The search is simple: If **root** is not a terminal node, move left or right accordingly. Otherwise perform the appropriate rotation and continue to recurse as long as **root** is not a terminal node. If **root** is a terminal node, then a simple replacement with **Null** will be sufficient to remove it from the tree. After removing the item, the algorithm must then walk back up the search path and repair any unraveled links.

By studying this code, you can see why I chose to use a sentinel instead of a null pointer to mark terminal nodes.
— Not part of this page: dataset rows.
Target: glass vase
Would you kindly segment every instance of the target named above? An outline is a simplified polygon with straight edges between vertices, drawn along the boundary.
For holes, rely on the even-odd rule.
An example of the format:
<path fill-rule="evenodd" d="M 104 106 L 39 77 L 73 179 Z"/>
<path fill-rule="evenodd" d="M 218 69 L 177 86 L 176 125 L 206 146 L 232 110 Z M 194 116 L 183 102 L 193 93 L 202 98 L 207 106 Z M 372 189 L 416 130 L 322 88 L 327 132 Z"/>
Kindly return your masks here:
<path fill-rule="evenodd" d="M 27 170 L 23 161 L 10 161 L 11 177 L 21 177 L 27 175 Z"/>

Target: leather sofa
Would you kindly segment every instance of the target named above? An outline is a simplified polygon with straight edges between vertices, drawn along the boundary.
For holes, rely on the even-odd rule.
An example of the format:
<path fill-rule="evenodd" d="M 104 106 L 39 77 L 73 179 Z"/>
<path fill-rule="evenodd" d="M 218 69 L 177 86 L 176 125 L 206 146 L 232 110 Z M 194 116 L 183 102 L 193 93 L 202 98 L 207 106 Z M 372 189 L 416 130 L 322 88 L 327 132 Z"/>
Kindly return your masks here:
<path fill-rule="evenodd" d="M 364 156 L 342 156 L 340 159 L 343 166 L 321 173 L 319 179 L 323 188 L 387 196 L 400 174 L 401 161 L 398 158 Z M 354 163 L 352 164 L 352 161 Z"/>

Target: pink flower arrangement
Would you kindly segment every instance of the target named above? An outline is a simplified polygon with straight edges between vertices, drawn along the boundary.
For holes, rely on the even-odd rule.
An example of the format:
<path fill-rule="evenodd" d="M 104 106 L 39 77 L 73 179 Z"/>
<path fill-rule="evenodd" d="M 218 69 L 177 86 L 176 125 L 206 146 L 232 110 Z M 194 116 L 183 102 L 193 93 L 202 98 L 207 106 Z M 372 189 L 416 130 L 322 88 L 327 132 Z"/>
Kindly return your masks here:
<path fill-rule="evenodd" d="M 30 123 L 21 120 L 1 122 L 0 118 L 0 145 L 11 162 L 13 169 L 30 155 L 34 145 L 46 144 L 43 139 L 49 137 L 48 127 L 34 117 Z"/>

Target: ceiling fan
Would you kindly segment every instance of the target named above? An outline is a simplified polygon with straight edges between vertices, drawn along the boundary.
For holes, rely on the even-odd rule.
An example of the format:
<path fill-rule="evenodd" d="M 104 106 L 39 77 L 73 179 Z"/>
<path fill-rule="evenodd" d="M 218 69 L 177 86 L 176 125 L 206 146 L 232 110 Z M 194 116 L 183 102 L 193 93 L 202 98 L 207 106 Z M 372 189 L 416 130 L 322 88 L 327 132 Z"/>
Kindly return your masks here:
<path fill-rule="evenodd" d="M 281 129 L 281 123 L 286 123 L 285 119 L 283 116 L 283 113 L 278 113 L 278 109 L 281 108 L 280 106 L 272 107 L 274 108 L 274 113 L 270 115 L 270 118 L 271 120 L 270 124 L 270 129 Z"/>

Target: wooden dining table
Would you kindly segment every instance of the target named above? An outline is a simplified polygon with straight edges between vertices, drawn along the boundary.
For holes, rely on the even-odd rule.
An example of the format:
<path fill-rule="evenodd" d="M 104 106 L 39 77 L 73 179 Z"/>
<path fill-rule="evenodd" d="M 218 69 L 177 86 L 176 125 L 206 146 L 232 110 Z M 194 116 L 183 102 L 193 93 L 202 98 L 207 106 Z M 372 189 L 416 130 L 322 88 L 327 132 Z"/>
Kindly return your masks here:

If I had used a null pointer, the following section of code Would surely break because root is dereferenced in the case where it is an invalid item.

if (root != Null) { root = jsw_remove_r(root, old_item, key); } else { *old_item = root->link[1]; root->link[1] = Null; }

#### Conclusion

Binary search trees are a good start, but they have a nasty worst case that happens to be uncomfortably common. By using a randomized algorithm to restructure the tree as items are inserted, we can avoid those worst cases most of the time. While I chose to describe only three variations of randomized binary search trees, there are many others. A similarity to the quicksort algorithm should not go unnoticed either. The basic quicksort algorithm is like the basic binary search tree algorithms: fast, but with a common worst case that strongly affects performance. With the benefit of randomization, both quicksort and binary search trees can minimize the probability of encountering a worst case situation, and thus, become far more useful to the average programmer without much more effort.